In a medium bowl, combine the water and salt, stirring until the salt is dissolved. Use a knife or mandoline to slice the peeled potatoes very thin (1/16th inch thick), and put the slices directly into the salted water so they don’t oxidize and turn brown. Let soak in the brine for 1-1/2 hour (or refrigerate and soak for up to 12 hours), until the slices are wilted and no longer crisp. (Note: I cut the soaking time to 30 minutes and the results were still good.)

Drain the potatoes in a colander and use your hands to press out as much water as possible, then pat dry. In a medium bowl, toss together the potato slices, onion, pepper, and olive oil.

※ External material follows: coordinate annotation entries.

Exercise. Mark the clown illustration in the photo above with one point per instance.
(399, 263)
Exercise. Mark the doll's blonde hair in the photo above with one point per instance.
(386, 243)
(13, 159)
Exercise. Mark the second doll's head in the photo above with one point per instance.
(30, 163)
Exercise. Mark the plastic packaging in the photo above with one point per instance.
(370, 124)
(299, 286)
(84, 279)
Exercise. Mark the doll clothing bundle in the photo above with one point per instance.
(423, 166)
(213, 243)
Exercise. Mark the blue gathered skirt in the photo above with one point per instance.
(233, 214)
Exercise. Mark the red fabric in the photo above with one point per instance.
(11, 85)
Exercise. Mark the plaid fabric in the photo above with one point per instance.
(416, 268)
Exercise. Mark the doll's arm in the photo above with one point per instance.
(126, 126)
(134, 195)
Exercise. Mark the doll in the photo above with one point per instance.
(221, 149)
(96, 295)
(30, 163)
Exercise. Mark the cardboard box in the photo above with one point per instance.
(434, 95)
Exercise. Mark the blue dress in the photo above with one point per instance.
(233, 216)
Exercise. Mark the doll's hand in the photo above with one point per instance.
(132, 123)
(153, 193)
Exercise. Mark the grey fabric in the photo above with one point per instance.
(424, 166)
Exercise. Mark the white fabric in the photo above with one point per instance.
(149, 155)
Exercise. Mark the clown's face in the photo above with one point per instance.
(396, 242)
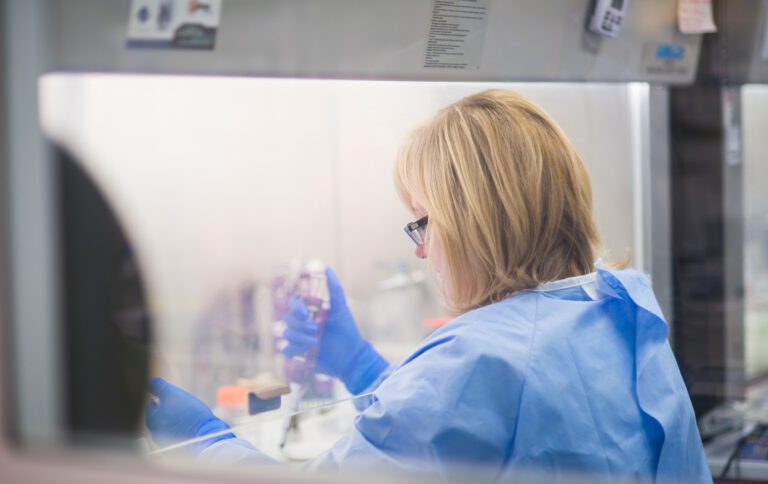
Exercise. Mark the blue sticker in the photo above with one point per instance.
(670, 51)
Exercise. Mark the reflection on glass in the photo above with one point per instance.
(754, 122)
(229, 187)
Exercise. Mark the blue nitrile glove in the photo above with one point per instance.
(180, 416)
(343, 352)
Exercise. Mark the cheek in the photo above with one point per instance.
(436, 257)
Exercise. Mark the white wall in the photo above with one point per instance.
(219, 180)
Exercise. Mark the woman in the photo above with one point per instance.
(552, 365)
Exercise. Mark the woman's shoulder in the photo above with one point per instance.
(498, 332)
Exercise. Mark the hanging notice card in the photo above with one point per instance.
(174, 24)
(456, 34)
(695, 16)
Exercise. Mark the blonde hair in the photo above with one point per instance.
(509, 200)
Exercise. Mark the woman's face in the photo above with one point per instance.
(435, 253)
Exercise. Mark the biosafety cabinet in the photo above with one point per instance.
(170, 166)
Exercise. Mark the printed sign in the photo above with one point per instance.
(174, 24)
(456, 34)
(695, 16)
(666, 59)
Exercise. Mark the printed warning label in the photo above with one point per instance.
(456, 34)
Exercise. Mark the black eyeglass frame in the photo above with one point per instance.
(415, 232)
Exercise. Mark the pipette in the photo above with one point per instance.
(299, 370)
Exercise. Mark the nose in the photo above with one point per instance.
(421, 252)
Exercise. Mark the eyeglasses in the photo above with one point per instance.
(417, 230)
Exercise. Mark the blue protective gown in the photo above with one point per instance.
(574, 378)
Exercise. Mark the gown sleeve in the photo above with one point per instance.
(453, 402)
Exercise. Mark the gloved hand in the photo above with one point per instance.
(181, 416)
(343, 352)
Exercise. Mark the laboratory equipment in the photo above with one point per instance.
(608, 16)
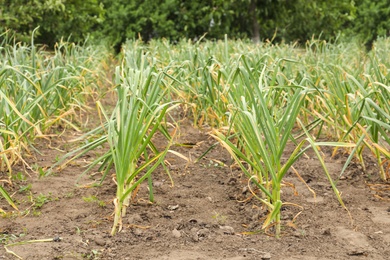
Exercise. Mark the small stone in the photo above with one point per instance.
(176, 233)
(326, 232)
(137, 232)
(173, 207)
(100, 241)
(134, 219)
(195, 237)
(204, 232)
(265, 256)
(227, 230)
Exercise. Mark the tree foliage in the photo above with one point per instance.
(116, 21)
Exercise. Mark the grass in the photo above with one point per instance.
(256, 100)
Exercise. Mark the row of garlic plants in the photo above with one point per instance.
(40, 90)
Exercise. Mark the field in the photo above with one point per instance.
(212, 150)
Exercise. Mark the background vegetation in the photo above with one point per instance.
(260, 20)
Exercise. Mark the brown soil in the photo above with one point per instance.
(206, 214)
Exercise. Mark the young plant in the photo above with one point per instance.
(262, 131)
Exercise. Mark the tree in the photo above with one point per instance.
(56, 18)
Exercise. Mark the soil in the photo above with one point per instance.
(206, 213)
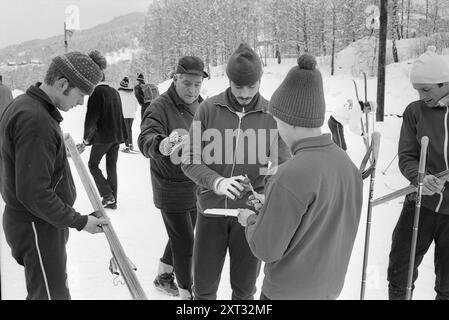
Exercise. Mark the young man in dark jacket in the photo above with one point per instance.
(217, 159)
(164, 125)
(105, 130)
(35, 178)
(306, 229)
(426, 117)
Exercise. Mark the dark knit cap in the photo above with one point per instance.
(140, 77)
(124, 83)
(191, 65)
(81, 70)
(299, 100)
(244, 67)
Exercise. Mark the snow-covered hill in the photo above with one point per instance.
(139, 224)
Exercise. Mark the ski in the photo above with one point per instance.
(374, 152)
(119, 257)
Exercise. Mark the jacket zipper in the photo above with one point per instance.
(59, 180)
(445, 153)
(240, 115)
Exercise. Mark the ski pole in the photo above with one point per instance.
(421, 175)
(388, 167)
(375, 144)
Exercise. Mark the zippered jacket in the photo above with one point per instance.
(228, 140)
(35, 179)
(418, 121)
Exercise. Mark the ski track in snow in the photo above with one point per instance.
(139, 225)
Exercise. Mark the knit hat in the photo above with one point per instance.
(244, 67)
(83, 71)
(299, 100)
(140, 77)
(191, 65)
(124, 83)
(430, 68)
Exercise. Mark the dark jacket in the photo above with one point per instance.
(35, 178)
(104, 121)
(418, 121)
(223, 116)
(306, 229)
(5, 97)
(172, 190)
(138, 92)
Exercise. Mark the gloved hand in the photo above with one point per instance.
(256, 200)
(170, 143)
(230, 187)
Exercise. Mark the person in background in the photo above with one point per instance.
(344, 115)
(129, 111)
(138, 92)
(35, 178)
(426, 117)
(5, 96)
(104, 130)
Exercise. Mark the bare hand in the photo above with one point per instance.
(94, 225)
(432, 185)
(80, 147)
(244, 215)
(256, 200)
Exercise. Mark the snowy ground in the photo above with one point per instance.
(140, 228)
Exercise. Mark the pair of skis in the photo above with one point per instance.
(373, 151)
(368, 108)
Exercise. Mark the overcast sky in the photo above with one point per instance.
(22, 20)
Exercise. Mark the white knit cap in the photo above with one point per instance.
(430, 68)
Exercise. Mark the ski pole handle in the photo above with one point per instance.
(423, 157)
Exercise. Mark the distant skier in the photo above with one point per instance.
(306, 228)
(239, 107)
(129, 108)
(426, 117)
(343, 115)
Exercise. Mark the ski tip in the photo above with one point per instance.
(375, 140)
(424, 142)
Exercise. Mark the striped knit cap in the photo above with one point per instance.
(299, 100)
(81, 70)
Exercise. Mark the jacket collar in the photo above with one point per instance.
(36, 93)
(310, 143)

Spread the potato mixture evenly over the dough, going all the way to the edges of the pan; put a bit more of the topping around the edges of the pie, as the outside tends to cook more quickly. Sprinkle evenly with the rosemary. (Note: I left it out in the version pictured above, but feel it's better with it). 

Bake for 30 to 35 minutes, until the topping is starting to turn golden brown and the crust is pulling away from the sides of the pan. Serve the pizza hot or at room temperature.

Variation • Pizza Batata (Sweet Potato Pizza)

Substitute 2 sweet potatoes (800 grams), peeled, for the Yukon Gold potatoes, and use about 4 cups (about 900 grams) water and 24 grams (4 teaspoons) salt for the soaking liquid. Omit the rosemary in the topping.